Akcja książki toczy się w Krakowie, gdzie dwie przyjaciółki, czyli rzucająca z dnia na dzień pracę w telewizji Izabela oraz rozwódka Kamila, która odziedziczyła po swojej teściowej popularne pismo dla pań, rozpoczynają nowe życie. Obie panie podejmują się dużego wyzwania, jakim jest przywrócenie dawnej świętości magazynowi, które odziedziczyła Kamila. Obie przyjaciółki czeka bardzo dużo pracy, a także trudnych decyzji związanymi z prowadzeniem pisma. Wychodzą na jaw bardzo istotne tajemnice. Jakie niespodzianki podczas prowadzenia pisma napotkają przyjaciółki?

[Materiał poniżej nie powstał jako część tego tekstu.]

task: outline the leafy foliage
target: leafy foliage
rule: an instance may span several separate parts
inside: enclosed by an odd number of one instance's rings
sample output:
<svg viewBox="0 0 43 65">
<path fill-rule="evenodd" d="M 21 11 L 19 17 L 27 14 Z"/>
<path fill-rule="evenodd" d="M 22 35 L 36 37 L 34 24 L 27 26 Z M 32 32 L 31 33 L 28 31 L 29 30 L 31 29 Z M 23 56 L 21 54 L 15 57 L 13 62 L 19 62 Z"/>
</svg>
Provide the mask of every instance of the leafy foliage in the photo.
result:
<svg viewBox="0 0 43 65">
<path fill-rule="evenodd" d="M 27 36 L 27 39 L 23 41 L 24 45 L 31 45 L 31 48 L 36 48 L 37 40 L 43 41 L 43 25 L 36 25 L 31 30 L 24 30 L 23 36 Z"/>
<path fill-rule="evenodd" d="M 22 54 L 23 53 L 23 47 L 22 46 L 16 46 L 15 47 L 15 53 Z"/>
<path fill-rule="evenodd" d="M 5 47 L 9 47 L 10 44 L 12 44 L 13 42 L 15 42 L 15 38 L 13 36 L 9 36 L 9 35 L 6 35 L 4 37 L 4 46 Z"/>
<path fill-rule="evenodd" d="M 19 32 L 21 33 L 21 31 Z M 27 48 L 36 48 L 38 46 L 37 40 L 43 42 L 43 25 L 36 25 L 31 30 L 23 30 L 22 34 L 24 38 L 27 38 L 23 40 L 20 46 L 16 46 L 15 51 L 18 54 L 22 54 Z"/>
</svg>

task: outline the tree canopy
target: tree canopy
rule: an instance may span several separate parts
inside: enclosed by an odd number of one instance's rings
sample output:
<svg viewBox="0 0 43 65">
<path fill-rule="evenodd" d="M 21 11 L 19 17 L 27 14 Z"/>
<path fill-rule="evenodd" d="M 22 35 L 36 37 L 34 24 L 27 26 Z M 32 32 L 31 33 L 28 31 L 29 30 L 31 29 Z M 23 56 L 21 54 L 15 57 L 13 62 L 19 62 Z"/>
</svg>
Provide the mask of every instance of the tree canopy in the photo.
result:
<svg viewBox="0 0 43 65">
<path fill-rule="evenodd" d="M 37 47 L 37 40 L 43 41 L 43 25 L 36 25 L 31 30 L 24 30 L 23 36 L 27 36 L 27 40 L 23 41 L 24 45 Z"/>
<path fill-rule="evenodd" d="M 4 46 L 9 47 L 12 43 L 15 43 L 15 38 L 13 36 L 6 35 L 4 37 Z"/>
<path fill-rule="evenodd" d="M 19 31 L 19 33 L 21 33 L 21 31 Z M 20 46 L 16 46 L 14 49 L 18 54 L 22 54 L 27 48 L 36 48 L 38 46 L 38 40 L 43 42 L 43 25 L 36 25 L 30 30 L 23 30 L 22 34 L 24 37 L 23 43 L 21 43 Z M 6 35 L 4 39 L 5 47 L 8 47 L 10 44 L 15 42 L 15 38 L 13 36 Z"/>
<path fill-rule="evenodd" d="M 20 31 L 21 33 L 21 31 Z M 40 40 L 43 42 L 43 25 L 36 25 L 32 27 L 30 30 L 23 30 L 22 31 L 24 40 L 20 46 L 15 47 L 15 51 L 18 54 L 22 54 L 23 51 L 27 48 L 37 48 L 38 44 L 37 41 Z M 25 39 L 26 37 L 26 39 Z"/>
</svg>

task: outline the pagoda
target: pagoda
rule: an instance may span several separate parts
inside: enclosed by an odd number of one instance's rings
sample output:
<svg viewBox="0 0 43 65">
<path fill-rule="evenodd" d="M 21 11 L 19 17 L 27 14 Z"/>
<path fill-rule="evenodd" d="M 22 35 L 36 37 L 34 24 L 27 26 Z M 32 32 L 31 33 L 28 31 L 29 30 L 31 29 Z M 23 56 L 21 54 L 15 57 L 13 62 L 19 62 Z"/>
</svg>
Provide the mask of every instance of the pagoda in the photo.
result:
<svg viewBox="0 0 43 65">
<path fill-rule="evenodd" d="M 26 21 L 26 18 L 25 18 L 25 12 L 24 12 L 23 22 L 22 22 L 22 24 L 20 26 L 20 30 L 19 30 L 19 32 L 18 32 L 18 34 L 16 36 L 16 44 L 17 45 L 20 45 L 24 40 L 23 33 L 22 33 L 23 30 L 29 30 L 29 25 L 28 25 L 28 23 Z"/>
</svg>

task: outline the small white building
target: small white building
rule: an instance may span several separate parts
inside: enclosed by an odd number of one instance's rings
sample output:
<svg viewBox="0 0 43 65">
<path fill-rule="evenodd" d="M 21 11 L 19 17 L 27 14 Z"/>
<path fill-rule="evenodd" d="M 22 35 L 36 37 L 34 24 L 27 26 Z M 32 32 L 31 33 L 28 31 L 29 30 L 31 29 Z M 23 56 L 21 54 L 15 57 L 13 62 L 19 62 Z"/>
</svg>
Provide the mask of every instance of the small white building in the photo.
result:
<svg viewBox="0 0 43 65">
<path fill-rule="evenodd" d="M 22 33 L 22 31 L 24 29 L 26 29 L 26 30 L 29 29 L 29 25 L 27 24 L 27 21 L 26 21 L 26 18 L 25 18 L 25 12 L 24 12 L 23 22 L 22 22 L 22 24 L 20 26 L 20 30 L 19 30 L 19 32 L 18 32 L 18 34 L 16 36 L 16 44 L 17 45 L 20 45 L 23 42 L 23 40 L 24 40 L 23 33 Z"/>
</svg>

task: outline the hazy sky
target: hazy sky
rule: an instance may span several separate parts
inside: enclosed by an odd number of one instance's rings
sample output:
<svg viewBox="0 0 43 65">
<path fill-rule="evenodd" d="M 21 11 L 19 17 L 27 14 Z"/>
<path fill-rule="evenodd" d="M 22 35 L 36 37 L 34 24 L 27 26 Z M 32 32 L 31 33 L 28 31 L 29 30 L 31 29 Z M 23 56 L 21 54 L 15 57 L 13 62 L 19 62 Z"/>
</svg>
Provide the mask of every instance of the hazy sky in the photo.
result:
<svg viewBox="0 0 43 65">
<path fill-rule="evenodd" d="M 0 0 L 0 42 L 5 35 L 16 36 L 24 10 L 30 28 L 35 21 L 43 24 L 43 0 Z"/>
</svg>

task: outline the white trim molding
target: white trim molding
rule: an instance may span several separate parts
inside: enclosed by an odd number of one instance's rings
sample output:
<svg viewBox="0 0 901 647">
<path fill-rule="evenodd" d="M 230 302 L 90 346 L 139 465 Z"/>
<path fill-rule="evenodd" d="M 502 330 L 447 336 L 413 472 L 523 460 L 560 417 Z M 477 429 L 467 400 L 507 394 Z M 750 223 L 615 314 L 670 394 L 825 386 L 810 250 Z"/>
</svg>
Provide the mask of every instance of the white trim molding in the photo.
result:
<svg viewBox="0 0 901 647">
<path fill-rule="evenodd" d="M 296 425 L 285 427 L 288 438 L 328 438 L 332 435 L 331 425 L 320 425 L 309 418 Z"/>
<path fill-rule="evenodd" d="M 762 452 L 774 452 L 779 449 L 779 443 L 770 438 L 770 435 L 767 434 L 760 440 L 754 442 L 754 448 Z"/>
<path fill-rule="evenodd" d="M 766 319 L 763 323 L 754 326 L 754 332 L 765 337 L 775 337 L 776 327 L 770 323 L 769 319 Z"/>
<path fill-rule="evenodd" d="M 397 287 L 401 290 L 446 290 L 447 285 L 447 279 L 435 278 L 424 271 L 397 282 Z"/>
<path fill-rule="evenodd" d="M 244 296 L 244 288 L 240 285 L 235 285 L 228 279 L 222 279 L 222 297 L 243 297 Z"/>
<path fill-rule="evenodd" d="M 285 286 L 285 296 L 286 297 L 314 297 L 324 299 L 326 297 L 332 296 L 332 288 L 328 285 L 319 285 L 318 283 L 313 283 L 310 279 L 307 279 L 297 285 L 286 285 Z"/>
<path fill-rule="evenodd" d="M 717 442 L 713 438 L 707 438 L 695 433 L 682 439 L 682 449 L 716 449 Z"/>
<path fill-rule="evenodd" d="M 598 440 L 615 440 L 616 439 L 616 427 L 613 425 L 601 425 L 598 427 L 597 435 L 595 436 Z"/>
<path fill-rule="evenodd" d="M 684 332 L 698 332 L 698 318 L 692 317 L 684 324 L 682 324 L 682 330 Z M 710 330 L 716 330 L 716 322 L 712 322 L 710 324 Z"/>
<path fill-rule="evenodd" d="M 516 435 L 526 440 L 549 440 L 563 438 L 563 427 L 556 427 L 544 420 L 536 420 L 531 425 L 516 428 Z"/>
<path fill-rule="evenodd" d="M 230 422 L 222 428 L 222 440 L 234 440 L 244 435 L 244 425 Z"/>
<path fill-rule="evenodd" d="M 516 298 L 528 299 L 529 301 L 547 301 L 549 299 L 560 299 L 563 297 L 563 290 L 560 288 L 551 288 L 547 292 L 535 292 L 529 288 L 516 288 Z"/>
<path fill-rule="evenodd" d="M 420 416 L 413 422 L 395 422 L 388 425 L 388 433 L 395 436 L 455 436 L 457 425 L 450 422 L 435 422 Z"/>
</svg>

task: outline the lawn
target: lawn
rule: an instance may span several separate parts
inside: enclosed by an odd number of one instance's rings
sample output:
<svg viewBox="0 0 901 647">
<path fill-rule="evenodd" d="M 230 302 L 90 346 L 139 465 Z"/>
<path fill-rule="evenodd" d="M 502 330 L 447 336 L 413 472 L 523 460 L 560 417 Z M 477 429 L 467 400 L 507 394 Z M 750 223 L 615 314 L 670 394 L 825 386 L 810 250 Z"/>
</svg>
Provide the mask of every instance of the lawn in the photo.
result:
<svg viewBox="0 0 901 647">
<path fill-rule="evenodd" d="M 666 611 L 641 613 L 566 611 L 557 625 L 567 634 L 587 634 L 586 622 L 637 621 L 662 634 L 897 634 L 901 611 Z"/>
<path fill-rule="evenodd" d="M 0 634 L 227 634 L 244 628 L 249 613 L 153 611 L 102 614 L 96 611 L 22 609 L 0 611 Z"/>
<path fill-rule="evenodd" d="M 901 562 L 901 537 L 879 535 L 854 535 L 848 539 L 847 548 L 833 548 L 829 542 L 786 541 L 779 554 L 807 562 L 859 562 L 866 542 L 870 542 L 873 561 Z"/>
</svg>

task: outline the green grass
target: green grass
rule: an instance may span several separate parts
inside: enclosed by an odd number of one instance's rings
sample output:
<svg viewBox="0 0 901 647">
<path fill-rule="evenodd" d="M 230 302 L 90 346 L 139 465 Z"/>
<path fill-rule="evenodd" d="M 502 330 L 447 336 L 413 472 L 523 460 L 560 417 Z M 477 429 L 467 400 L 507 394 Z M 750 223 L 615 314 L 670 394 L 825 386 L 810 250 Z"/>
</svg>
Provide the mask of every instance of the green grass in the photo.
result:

W książce występuje narracja trzecioosobowa. Nie brakuje opisów pięknych miejsc w Krakowie, gdzie głównie rozgrywa się akcja. Występują również opisy pięknych miejsc w Wenecji, gdzie rozgrywa się jeden z istotnych wątków. Jest dużo pięknych i malowniczych opisów przyrody oraz ogrodów. Jest to książka kierowana do kobiet, ponieważ występują w niej dwie główne bohaterki, czyli przebojowa i zadziorna Izabela oraz spokojna i ułożona Kamila, więc jest z kim się utożsamiać. W tej książce, tak jak w innych książkach tej autorki nie brakuje romansów i pełnych humoru dialogów, są również wątki przyjaźni oraz miłości. Jeśli chodzi o miłość, to występuje w tej książce dużo miłości do zwierząt, co zaważyło na tym, że podobała mi się ta książka najbardziej z książek tej autorki, które miałam okazje przeczytać. Jest to książka przyjemna, która daje nadzieję, o czym mówi również cytat z tyłu książki:
"Bo wszystko jest możliwe, tylko trzeba chcieć i odważnie patrzeć w przyszłość."
"Tylko dobre wiadomości" polecam każdemu, kto chce miło spędzić czas podczas czytania i zrelaksować się przy tym. Książkę czyta się szybko, bo napisana jest bardzo przyjemnym językiem, nawet nie wiem, kiedy przeczytałam pierwsze sto stron. Jest to idealna książka podczas opalania, a także na zabicie czasu w czasie deszczowych dni.

Link do opinii
Avatar użytkownika - redgirl_books
redgirl_books
Przeczytane:2019-03-10,

Izabela Oster jest dziennikarką stacji Global PL. Kobieta dowiaduje się, że wraz ze zmianą prezesa, stacje czekają rewolucje. Dla Izy oznacza to, że jej program zostanie przesunięty na późne godziny wieczorne. Oster nie jest tym zachwycona. Pod wpływem emocji składa wypowiedzenie i odchodzi z Global PL. Jest pewna, że to kwestia chwili, kiedy jej telefon zacznie się rozdzwaniać, a konkurencja o nią bić. Jednak ku jej zdziwieniu wcale tak nie jest, a kobieta zostaje bez pracy i z zaciągniętym kredytem. 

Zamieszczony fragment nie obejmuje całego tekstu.